Despite the overall increase in patent applications and grants, a situation of economic downturn, such as the one the world has experienced in 2008, leads to a reduction in patent applications and grants (as indicated by preliminary figures published by WIPO for 2009). This is, to some extent, explained by the high costs involved in applying for a patent, particularly for small enterprises. The costs of the pre-application process, the long duration of the application process and the corresponding uncertainty in the long-term economy in such periods of economic downturn need to be addressed by changing the way we search the patent and non-patent literature. Both the Intellectual Property (IP) professionals and the Information Retrieval (IR) scientists can see this book as a challenge: for the former, in terms of adapting to new tools; for the latter, in terms of creating better tools for an obviously difficult task; for both, in terms of engaging in exchange and cooperation.
In the past 10 or 15 years, general information retrieval and Web search engines have made tremendous advances. And still, we see a huge gap between the technologies which, on the one hand, were emerging from research labs and in use by major internet search engines, in e-commerce, and in enterprise search systems, and, on the other, the systems in day-to-day use by the patent search communities.
It has been estimated that since 1991, when the US Federal National Institute of Standards and Technology (NIST) began its Text Retrieval Conference (TREC) evaluation campaign, the available information retrieval and search systems have improved 40% or more in their ability to find relevant documents. And yet the technologies underlying the patent search system were largely unaffected by these changes. Patent searchers generally use the same technology as in the 1980s. Boolean specification of searches and set-based retrieval are the norm rather than the ranked retrieval systems used by Google and the like. Tools in some areas have moved on significantly: some providers have semantic analysis tools, others effective visualisation mechanisms for patent documents. And yet there has not been the kind of revolution in patent search which Google had represented for Web search.
In the past few years, the Information Retrieval Facility (a not-for-profit research institution based in Vienna, Austria) has organised a series of events to bring together leading researchers in IR with those who practice and use patent search, to establish the interdisciplinary dialogue between the IR and the IP communities and to create a discursive as well as empirical space for sustainable discussion and innovation.

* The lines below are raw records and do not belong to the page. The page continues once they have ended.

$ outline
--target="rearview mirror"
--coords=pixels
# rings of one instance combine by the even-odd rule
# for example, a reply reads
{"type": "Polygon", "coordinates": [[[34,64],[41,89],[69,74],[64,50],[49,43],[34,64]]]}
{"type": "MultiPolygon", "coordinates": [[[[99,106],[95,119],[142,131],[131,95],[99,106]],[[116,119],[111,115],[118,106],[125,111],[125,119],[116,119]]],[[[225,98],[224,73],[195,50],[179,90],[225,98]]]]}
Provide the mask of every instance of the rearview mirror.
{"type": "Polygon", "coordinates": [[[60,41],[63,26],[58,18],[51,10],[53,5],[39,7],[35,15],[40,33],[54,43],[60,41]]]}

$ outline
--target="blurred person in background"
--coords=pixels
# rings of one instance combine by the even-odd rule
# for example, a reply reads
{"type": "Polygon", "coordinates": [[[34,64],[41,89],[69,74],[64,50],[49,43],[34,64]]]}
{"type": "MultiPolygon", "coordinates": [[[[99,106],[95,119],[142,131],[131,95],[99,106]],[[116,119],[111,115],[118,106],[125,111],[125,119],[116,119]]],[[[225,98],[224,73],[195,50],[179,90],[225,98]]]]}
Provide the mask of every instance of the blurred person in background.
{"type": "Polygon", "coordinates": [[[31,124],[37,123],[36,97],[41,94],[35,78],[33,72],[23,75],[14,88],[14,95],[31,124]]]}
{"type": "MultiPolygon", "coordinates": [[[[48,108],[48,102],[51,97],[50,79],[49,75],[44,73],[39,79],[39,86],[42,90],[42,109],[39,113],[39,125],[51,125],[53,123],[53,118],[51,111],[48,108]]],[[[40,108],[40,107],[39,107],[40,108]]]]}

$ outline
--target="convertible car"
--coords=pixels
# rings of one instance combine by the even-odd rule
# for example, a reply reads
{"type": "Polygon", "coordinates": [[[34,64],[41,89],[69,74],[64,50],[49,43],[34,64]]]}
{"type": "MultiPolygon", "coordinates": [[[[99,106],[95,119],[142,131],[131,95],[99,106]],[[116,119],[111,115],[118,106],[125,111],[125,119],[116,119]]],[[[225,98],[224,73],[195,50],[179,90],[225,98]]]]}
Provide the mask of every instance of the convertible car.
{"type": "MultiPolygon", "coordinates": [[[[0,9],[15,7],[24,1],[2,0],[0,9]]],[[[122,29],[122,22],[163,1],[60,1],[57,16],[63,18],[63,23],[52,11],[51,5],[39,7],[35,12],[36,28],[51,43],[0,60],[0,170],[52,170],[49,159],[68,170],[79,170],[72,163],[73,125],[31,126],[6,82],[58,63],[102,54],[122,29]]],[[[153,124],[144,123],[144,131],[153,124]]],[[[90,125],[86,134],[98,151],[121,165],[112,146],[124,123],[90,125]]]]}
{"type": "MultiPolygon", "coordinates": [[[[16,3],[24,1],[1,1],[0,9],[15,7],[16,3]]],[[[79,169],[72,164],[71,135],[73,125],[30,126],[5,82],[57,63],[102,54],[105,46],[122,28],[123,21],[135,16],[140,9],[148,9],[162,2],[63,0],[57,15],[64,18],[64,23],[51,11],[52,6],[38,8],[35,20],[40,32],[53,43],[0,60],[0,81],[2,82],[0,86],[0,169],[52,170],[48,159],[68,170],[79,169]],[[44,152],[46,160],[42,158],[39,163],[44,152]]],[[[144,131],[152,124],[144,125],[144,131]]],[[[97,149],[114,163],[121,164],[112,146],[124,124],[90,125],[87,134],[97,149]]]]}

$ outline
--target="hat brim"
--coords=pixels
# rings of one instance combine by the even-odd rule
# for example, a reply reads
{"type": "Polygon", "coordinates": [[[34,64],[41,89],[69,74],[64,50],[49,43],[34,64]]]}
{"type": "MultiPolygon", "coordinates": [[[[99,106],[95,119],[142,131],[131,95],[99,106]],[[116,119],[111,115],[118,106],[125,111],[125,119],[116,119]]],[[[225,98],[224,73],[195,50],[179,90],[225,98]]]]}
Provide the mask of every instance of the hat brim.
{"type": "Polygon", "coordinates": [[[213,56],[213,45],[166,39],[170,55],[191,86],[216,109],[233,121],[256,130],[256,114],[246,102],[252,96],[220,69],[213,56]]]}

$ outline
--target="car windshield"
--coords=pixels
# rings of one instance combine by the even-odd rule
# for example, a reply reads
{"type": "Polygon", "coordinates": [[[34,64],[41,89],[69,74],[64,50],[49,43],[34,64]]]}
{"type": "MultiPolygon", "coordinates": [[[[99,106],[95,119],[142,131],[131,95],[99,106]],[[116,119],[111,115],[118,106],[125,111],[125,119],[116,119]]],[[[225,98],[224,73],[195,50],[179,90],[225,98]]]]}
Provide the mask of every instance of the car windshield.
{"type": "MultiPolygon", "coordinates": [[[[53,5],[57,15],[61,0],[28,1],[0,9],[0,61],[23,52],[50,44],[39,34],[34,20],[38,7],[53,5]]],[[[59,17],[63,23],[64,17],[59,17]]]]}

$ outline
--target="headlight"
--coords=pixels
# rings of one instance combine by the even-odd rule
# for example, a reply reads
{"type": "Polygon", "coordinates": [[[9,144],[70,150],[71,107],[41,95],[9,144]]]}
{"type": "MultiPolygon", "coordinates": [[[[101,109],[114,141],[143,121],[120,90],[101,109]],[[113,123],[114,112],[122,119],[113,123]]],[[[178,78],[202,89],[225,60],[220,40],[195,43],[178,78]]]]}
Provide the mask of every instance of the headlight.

In the first Information Retrieval Facility Symposium in Vienna in 2007 (www.irfs.at), a distinguished audience of information retrieval scientists and patent search specialists started to explore the reasons for the knowledge gap. It turned out that academic researchers were often unaware of the specialised needs of the patent searchers: for example, they needed a degree of transparency quite unlike the casual Web searchers, upon which the academics mainly focussed. The patent searchers were often unaware of the advances made in other areas, and how they had been achieved. There were difficulties in finding (and using) a common, comprehensible vocabulary. In the course of that first Symposium, and through subsequent IRF symposia and other joint activities, such as the CLEF-IP and TREC-CHEM tracks, the PaIR and Aspire workshops, major progress has been made in developing a common understanding, and even an agenda between search researchers and technologists and the patent search community.
This book is part of the development of that joint understanding. Its origins lie in the idea of producing post-proceedings for the first IRF Symposium. That idea was not fully followed up, in part because of pressure to produce more practical, actionoriented work, and in part because many of the participants felt their approaches were at too early a stage for formal publication. In the course of the following years it became apparent there really was a demand to produce a volume which was accessible to both the patent search community and to the information retrieval research community; to provide a collected and organized introduction to the work and views of the two sides of the emerging patent search research and innovation community; and to provide a coherent and organised view of what has been achieved and, perhaps even more significantly, of what remains to be achieved.
We have already noted the need for transparency (or at least defensibility) of search processes from the patent search community. We hope this book will allow the IR researchers to better understand why such transparency is needed, and what it means in practise. Furthermore, it is our hope that this book will also be a valuable resource for IP professionals in learning about current approaches of IR in the patent domain. It has often been difficult to reconcile the focus on useful technological innovation from the IP community, with the demands for scientific rigour and to proceed on the basis of sound empirical evidence, which is such an important feature of IR (in contrast to some other areas of computer science).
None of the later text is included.